The three-tier dedup strategy is not over-engineering — it's cost-aware architecture. Hash lookup is near-free; key lookup requires an index but is still O(1); embedding-based semantic comparison is expensive (one model inference call per write). The gates are ordered so the expensive operation only runs when the cheaper ones fail. In production, roughly 70% of writes hit the key-lookup gate, 25% hit the hash gate, and only 5% reach the embedding comparison — making the system cost-effective at scale.

📌 L2 Design Principle: Write decisions are security decisions. Every fact persisted to L2 becomes part of the agent's "world model." A wrong fact at confidence 1.0 will distort agent behavior until evicted. Gate writes aggressively — it's cheaper to re-derive a fact from a task than to unlearn a confidently-stored falsehood.

For the audit trail design that records every memory state transition (write, update, supersede, evict), see Agent Audit Log Design — every memory mutation should produce an immutable audit event.

5. Retrieval Boundary Design — Push, Pull, and Hybrid Triggers

A memory system stores data, but the retrieval strategy determines whether the agent sees the right information at the right time. Retrieve too little — the agent lacks critical context and makes poor decisions. Retrieve too much — the context window floods with irrelevant information, diluting attention. The goal of retrieval boundary design is to find the correct trigger point between "too little" and "too much."

Three Retrieval Trigger Patterns

Retrieval isn't simply "search once per conversation." Depending on the trigger timing, it breaks down into three patterns:

Pattern	Trigger Timing	Who Decides	Best For
Push (Proactive)	At task start, before the first LLM call	System (predefined rules)	User preferences, task templates, critical constraints — "should see every time"
Pull (Reactive)	Mid-task, agent calls a retrieval tool	LLM (autonomous decision)	Specific fact queries — "how was the last deploy's config?"
Hybrid	Push at start + Pull on demand + periodic refresh	System + LLM collaboration	Production agents — stable baseline plus flexible query capability

Push: Proactive Injection — "Here's what you'll need"

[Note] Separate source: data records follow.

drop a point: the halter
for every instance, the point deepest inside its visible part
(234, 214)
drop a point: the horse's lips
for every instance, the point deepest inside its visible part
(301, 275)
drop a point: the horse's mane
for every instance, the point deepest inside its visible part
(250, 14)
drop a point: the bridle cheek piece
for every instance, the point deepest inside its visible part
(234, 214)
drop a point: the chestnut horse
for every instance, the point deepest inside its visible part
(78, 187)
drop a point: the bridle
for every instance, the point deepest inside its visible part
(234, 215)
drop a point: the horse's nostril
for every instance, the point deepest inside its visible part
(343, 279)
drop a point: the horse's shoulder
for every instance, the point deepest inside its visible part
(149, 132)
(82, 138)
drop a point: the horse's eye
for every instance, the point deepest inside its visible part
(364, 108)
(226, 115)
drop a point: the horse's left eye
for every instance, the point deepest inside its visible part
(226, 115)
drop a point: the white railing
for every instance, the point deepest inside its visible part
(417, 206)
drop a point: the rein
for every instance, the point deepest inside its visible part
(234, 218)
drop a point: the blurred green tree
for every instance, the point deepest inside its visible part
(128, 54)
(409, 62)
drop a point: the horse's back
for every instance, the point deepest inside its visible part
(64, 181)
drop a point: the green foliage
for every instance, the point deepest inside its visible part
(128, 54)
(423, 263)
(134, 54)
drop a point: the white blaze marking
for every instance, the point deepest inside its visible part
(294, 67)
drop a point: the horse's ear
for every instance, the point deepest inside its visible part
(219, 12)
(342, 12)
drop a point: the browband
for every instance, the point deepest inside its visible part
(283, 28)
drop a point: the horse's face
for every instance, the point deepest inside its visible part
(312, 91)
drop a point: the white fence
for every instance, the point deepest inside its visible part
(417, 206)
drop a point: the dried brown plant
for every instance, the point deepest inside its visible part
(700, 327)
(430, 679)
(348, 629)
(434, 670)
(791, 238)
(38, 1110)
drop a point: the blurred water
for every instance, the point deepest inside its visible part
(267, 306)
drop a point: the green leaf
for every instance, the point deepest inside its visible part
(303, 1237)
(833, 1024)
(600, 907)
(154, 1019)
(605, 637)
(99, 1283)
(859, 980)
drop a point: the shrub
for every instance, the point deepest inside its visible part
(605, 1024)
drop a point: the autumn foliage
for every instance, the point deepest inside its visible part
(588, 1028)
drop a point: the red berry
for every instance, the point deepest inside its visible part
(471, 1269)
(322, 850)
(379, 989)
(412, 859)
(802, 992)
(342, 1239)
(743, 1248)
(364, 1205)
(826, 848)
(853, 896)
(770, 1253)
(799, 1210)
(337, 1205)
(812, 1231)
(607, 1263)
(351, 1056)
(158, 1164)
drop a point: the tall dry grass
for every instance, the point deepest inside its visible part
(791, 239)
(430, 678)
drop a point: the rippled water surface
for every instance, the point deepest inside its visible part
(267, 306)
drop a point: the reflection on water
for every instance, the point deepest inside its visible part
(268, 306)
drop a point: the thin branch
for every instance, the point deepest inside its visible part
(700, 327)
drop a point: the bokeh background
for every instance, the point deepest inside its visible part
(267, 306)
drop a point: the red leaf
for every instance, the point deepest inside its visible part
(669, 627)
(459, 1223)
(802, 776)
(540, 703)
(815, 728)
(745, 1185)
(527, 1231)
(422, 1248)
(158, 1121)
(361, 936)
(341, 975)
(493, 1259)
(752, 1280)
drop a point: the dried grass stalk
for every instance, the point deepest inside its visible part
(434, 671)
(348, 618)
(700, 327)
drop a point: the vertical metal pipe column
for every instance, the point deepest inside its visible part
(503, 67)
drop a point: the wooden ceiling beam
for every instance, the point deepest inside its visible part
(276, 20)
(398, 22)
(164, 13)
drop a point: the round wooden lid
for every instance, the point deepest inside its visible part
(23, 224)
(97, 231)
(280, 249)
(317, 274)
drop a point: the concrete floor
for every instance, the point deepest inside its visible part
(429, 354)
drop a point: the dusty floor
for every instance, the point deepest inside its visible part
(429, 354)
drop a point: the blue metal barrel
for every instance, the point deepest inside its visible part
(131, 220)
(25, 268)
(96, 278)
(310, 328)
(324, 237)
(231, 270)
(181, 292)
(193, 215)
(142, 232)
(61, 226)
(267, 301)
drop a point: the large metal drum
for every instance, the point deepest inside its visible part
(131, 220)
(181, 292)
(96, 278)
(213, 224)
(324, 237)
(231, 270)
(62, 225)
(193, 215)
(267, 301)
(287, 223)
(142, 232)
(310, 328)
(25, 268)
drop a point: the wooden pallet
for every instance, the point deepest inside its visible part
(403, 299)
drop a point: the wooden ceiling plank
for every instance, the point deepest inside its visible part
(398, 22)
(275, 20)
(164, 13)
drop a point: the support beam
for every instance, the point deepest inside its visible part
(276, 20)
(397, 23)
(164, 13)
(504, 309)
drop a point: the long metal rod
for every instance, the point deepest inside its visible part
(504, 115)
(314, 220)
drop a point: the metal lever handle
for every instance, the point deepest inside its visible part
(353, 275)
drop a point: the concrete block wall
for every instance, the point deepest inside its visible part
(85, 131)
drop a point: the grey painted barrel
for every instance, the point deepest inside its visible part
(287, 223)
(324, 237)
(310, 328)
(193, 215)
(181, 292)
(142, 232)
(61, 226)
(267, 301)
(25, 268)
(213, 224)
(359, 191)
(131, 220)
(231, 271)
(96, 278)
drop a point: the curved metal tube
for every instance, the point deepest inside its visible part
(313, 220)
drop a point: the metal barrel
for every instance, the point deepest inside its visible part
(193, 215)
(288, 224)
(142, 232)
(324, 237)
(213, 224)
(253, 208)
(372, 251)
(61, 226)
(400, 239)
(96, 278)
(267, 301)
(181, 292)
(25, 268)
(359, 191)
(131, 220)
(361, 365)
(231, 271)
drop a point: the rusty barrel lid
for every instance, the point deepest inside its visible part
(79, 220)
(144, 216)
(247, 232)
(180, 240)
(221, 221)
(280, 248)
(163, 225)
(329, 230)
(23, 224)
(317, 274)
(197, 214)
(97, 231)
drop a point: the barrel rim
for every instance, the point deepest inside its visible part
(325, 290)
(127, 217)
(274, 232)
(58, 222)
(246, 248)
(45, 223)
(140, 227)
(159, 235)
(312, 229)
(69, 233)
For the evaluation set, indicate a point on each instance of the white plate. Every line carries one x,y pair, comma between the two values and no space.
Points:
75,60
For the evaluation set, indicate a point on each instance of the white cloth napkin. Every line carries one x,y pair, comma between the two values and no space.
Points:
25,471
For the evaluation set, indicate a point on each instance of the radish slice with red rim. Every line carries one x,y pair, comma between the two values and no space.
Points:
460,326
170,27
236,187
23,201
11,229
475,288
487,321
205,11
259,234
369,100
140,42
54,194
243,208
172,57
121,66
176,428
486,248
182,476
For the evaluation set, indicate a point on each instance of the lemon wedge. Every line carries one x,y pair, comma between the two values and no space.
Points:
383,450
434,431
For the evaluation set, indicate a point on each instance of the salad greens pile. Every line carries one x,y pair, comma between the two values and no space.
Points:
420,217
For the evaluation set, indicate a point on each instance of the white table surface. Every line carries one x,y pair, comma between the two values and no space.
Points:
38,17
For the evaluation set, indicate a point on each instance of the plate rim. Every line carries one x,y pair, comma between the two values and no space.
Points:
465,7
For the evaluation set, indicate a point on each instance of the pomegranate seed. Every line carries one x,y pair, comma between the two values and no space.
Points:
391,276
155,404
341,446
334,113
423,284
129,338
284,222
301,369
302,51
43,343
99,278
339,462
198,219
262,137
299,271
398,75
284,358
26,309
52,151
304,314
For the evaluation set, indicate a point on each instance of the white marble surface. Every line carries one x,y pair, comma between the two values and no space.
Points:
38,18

Push happens before the task begins. The MemoryManager scans L1/L2 for memories relevant to the current task context, injects the most relevant N items into L0 working memory, and only then issues the first LLM call.

Push's key constraint is its budget:

Token budget: The total token volume of Push-injected memories must not exceed a preset limit (e.g., 2000 tokens). The L0 context window is a shared resource — the more Push occupies, the less room remains for tool call results and conversation history.
Item budget: At most M entries (e.g., M=5). Not "stuff in everything you find" — but "only the top M most relevant."
Relevance threshold: Only memories with similarity > 0.8 enter the Push candidate pool. Memories below this threshold stay in L2, available for Pull-on-demand later.

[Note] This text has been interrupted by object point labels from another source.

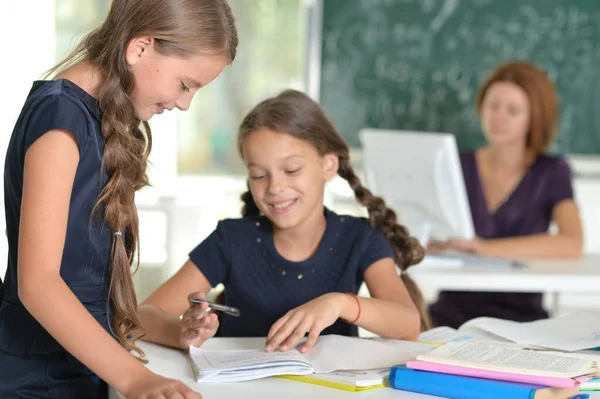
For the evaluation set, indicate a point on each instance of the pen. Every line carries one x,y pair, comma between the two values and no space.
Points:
215,306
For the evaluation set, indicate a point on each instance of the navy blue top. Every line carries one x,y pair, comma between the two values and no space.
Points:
263,285
58,104
526,211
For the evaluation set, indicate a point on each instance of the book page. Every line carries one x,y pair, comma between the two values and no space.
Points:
465,333
357,378
237,359
504,357
335,352
572,332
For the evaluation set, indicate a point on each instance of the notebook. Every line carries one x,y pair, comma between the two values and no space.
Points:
572,332
330,353
591,385
459,387
513,358
348,380
497,375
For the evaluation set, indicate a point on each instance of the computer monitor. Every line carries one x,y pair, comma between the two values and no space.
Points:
419,175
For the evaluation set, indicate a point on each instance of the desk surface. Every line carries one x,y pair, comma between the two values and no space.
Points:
581,276
175,364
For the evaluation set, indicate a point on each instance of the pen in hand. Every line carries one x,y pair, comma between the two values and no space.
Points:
215,306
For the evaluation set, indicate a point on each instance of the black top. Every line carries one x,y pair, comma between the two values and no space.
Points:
263,285
58,104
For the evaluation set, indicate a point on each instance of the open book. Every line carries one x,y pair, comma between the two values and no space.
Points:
515,359
330,353
572,332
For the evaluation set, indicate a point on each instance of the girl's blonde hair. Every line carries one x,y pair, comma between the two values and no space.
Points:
180,28
294,113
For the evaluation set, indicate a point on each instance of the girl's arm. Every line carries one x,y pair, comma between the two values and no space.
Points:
567,243
160,312
390,312
49,172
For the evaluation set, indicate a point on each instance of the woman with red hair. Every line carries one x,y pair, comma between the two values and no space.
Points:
515,191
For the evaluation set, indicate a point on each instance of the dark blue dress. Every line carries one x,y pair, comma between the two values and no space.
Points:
32,363
263,285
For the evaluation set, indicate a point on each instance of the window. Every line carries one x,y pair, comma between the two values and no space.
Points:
271,57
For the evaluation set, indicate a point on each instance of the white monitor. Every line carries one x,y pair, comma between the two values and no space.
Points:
419,175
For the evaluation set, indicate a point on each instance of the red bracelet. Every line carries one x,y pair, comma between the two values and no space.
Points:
358,303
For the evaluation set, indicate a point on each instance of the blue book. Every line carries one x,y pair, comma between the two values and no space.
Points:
459,387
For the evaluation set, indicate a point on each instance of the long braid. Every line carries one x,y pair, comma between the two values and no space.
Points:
407,249
249,208
125,159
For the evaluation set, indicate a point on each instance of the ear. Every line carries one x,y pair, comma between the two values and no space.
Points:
331,163
137,48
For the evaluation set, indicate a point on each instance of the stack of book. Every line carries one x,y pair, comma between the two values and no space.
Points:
490,370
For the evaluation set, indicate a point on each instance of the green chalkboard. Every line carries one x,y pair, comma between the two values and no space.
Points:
417,64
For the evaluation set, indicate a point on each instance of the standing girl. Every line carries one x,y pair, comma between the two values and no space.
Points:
75,159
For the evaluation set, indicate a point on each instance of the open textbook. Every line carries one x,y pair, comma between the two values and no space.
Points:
572,332
330,353
513,358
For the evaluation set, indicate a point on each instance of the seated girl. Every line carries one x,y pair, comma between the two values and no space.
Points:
290,265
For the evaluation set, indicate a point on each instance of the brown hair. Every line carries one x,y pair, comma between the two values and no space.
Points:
180,28
293,112
543,113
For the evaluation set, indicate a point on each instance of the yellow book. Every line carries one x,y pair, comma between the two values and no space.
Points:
350,380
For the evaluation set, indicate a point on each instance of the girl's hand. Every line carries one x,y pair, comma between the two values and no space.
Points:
153,386
197,325
312,318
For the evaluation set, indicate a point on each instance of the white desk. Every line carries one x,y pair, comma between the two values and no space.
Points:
175,364
548,276
582,276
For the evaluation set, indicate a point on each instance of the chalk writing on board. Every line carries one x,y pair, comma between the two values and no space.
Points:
417,64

Typical Push injection content:

User preferences: "User requires all DB operations to use read-only replicas," "User prefers Slack notifications over email"
Active task context: If the agent is executing a cross-session long task (e.g., a three-day database migration), Push injects the previous session's progress and key findings
Entity facts: "user-service production DB connection pool max = 100" — proactively injected when executing user-service related tasks

Pull: On-Demand Retrieval — "Ask for what you need"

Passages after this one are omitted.